Beleza na pandemia: Quais produtos mais venderam?

Produtos de skincare e para cuidados com os cabelos dispararam no último ano, enquanto as maquiagens decaíram durante a pandemia

Com a quarentena, comércios e salões de beleza passaram períodos longos fechados, home office se tornou o novo normal e máscaras são o novo “acessório” indispensável. Com tantas mudanças significativas na nossa rotina, o modo como lidamos com a beleza e nossa imagem, também mudou. A rotina de skincare e cuidados com a pele se tornaram prioridade, uma vez que a maquiagem não era mais algo necessário e essa realidade impactou o comércio da beleza.

Segundo a SPATE (inteligência que analisa trendings de consumo) 4 trends principais tomaram o mundo da beleza em 2020: Objetos para skincare (como Jade Roller, Vaporizador Facial, Gua Sha), produtos para cabelo, seruns e protetores solares com bloqueio de luz azul. Sem nenhuma expectativa do fim da pandemia, a expectativa é que produtos voltados para a saúde da pele se tornem cada vez mais procurados. Hoje, em sites como Amazon e Beleza na Web os produtos mais vendidos na categoria beleza são Vitamina C, Tônicos Faciais, Máscaras Faciais e Capilares.

Isso mostra como a rotina de skincare tem sido incrementada. Vitamina C, Ácido Hialurônico e Sérum antirrugas teve sua

demanda aumentada entre 20-40% segundo a SPATE, e pesquisas por sérum de niacinamida (ativo com propriedades hidratantes, iluminadora e clareadora) cresceram cerca de 193%. Houve também o aumento de pesquisa por cuidados específicos contra a luz azul (luz vinda de aparelhos de tv, celular, computador) pelo tempo que passamos ligados nos aparelhos eletrônicos. chegando a crescer 46,2% nos últimos 12 meses, e marcas que vendem produtos com proteção contra luz azul notaram que suas vendas aumentaram, segundo SPATE.

Outra grande procura na web são produtos que reproduzam (o máximo que puderem) o “efeito de salão” em casa. O interesse por tratamentos de beleza caseiros e em março e abril aumentaram, e as máscaras tiveram um aumento de procura de 82,1% em 2020 segundo SPATE, já que os frequentadores regulares de salões sentiam a necessidade manter o cuidado dos fios. Kits de pintura também tiveram um crescimento considerável, segundo Theresa Yee, diretora de beleza da empresa britânica WGSN, que prevê tendências de consumo, e que isso pode indicar uma possível diminuição na frequência que as pessoas vão ao salão mesmo após a pandemia. Mas esse aumento coincidiu com o declínio da maquiagem. No primeiro semestre de 2020, marcas como L’Oreal viram a compra dos produtos caírem em até 28%. Segundo a pesquisa de McKinsey & Company, os consumidores tem tendência de investir menos em produtos de beleza baseado na crise epidemiológica que o mundo se encontra, a procura por esses produtos poderia cair de 20-30% em continentes asiáticos e na América do Norte cerca de 35%. Marcas de grande prestígios teve um declínio na sua venda, durante 2020, entre 55-75% nos seus produtos de beleza e fragrâncias em relação a 2019, porém houve uma excessão nos produtos voltado para os olhos. Na China, o site Alibaba teve um crescimento de 150% em relação a esses produtos.

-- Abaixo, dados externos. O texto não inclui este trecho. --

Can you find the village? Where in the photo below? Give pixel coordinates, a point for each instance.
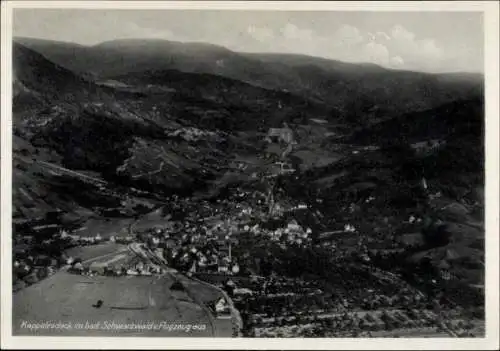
(247, 242)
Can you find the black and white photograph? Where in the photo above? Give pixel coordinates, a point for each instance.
(247, 173)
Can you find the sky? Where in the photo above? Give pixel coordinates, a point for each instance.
(422, 41)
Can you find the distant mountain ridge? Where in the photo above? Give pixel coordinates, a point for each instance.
(342, 86)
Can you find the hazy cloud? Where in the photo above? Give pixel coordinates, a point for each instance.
(291, 32)
(376, 53)
(414, 41)
(417, 53)
(260, 34)
(348, 36)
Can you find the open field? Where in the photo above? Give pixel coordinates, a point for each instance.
(69, 298)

No início dos anos 2000, durante a recessão, o presidente da marca de cosméticos Esteé Lauder, Leonard Lauder, criou o termo “Indíce do batom”, onde na sua teoria, um tubo de batom era um luxo acessível que as pessoas comprariam, por pior que fosse a economia. E por mais que, durante a pandemia da coronavírus, o batom não tenha sido o “luxo acessível” adotado pelo consumidor, Lauder afirmou que o índice ainda existia. “Por causa da Covid, batom não era a categoria certa para indicar esse momento econômico . O índice de batom foi substituído pelo índice da hidratação, mas o conceito de índice ainda está lá.” disse, em uma teleconferência de resultados em 20 de agosto de 2020.